Loop space homology of a small category

TL;DR

This paper generalizes Benson's algebraic description of the mod p homology of loop spaces of p-completed classifying spaces to a broader setting involving small categories and their plus constructions.

Contribution

It extends Benson's results to small categories, providing a new algebraic framework for understanding the homology of loop spaces of plus constructions.

Findings

Homology of loop spaces can be described via chain complexes of projective modules.

The algebraic description applies to small categories beyond finite groups.

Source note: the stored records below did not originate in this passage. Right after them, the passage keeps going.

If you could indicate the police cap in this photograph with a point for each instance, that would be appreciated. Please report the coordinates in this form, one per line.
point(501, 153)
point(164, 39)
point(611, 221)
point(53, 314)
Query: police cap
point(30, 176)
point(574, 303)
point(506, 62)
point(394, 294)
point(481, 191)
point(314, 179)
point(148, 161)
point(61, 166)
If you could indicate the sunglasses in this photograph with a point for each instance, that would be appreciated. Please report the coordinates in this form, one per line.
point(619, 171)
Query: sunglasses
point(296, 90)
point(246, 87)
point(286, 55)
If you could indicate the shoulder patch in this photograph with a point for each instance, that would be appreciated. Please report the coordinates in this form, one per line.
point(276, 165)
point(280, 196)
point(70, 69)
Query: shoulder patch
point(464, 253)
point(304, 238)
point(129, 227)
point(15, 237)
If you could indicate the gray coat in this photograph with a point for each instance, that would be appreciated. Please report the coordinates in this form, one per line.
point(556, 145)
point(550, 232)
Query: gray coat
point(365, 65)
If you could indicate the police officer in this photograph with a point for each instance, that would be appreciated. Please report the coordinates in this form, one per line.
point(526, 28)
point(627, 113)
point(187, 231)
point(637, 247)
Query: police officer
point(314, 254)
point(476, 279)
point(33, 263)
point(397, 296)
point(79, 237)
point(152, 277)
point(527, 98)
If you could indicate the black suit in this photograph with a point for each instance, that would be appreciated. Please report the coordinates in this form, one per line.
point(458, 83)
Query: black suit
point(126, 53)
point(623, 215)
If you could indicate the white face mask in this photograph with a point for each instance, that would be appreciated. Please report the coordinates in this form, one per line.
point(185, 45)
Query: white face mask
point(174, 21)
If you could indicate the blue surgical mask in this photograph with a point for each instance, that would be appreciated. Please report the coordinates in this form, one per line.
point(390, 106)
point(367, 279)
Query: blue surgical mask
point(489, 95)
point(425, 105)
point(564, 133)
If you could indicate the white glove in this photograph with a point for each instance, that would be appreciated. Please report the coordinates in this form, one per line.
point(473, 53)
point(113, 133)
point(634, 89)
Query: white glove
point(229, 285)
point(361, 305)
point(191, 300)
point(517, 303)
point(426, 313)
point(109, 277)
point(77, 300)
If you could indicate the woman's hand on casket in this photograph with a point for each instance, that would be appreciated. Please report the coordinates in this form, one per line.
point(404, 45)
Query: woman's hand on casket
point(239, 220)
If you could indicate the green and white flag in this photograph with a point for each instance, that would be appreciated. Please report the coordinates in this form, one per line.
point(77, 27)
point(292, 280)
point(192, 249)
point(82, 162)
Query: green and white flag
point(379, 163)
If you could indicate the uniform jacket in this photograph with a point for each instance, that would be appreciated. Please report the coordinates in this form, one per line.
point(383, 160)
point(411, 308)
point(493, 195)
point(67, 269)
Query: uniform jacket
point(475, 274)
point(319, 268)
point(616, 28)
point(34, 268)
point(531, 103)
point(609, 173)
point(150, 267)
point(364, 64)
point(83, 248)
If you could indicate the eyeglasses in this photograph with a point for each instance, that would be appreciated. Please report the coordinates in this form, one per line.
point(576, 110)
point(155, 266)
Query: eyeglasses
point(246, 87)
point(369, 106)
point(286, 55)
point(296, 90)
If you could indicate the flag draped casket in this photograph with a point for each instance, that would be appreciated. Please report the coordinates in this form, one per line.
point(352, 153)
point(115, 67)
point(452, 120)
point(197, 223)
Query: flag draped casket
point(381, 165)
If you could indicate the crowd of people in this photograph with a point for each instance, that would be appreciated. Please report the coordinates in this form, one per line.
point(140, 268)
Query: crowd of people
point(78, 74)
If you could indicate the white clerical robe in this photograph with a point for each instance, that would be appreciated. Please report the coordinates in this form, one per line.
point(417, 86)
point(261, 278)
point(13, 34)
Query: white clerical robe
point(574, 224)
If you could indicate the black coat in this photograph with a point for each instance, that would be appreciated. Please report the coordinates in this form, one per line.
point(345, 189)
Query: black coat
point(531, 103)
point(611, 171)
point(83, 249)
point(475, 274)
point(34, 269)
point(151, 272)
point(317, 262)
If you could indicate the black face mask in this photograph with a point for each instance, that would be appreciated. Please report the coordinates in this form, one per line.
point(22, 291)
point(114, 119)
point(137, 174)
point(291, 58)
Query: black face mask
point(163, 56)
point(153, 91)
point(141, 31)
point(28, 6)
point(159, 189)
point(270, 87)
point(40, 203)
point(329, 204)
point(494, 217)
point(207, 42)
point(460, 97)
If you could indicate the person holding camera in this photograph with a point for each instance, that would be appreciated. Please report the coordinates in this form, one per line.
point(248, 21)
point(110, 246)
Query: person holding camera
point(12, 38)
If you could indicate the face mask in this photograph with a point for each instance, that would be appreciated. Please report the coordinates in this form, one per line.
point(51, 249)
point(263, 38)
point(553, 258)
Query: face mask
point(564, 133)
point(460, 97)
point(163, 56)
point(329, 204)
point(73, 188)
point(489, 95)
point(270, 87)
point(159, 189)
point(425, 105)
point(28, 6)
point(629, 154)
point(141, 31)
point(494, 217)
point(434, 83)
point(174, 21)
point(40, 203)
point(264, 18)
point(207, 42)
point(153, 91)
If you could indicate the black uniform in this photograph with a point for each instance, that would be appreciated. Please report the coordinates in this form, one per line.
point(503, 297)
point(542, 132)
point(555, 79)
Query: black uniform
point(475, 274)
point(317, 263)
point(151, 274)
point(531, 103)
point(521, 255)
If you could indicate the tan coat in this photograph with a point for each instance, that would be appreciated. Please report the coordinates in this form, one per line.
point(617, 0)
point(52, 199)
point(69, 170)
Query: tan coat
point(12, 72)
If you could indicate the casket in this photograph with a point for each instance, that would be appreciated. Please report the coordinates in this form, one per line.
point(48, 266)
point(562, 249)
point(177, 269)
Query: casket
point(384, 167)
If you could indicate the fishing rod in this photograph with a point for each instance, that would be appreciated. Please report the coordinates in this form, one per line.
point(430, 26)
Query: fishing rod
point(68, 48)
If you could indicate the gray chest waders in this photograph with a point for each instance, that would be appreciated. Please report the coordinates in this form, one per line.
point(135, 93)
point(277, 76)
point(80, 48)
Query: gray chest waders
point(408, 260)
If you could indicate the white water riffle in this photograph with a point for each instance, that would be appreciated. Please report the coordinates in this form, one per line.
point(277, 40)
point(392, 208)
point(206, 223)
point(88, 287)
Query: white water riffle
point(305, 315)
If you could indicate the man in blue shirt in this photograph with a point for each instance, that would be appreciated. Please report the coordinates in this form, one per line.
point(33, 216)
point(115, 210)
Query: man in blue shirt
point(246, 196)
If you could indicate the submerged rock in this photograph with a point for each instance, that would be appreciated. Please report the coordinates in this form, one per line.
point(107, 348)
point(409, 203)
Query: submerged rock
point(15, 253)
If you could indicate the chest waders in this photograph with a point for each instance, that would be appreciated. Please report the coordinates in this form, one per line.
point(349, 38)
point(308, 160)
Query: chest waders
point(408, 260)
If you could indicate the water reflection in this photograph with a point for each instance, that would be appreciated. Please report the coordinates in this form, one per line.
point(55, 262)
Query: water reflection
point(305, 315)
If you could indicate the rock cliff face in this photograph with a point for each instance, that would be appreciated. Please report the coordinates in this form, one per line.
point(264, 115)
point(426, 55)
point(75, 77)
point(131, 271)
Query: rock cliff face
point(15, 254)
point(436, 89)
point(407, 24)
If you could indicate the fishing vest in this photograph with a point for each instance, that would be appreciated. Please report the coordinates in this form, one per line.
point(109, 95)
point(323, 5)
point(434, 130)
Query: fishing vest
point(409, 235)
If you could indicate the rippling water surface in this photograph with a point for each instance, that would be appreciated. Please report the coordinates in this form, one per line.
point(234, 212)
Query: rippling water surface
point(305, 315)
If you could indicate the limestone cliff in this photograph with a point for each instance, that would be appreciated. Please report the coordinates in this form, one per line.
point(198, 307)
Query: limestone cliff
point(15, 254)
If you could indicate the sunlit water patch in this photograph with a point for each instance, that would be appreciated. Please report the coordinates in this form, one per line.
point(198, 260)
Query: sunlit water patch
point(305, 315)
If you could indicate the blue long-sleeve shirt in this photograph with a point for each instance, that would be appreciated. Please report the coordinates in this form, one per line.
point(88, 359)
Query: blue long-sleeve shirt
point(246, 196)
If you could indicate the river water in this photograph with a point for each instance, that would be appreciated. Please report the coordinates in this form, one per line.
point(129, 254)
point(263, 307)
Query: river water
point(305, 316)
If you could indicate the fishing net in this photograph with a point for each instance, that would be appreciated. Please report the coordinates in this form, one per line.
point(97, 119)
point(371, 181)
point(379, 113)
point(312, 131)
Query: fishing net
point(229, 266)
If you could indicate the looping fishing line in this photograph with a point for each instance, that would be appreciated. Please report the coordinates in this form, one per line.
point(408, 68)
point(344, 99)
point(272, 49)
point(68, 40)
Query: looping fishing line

Benson's theorem is a special case within this broader framework.

Abstract

In a 2009 paper, Dave Benson gave a description in purely algebraic terms of the mod $p$ homology of $\Omega(BG^\wedge_p)$, when $G$ is a finite group, $BG^\wedge_p$ is the $p$-completion of its classifying space, and $\Omega(BG^\wedge_p)$ is the loop space of $BG^\wedge_p$. The main purpose of this work is to shed new light on Benson's result by extending it to a more general setting. As a special case, we show that if $\mathcal{C}$ is a small category, $|\mathcal{C}|$ is the geometric realization of its nerve, $R$ is a commutative ring, and $|\mathcal{C}|^+_R$ is a "plus construction" for $|\mathcal{C}|$ in the sense of Quillen (taken with respect to $R$-homology), then $H_*(\Omega(|\mathcal{C}|^+_R);R)$ can be described as the homology of a chain complex of projective $R\mathcal{C}$-modules satisfying a certain list of algebraic conditions that determine it uniquely up to chain homotopy. Benson's theorem is now the case where $\mathcal{C}$ is the category of a finite group $G$, $R=\mathbb{F}_p$ for some prime $p$, and $|\mathcal{C}|^+_R=BG^\wedge_p$.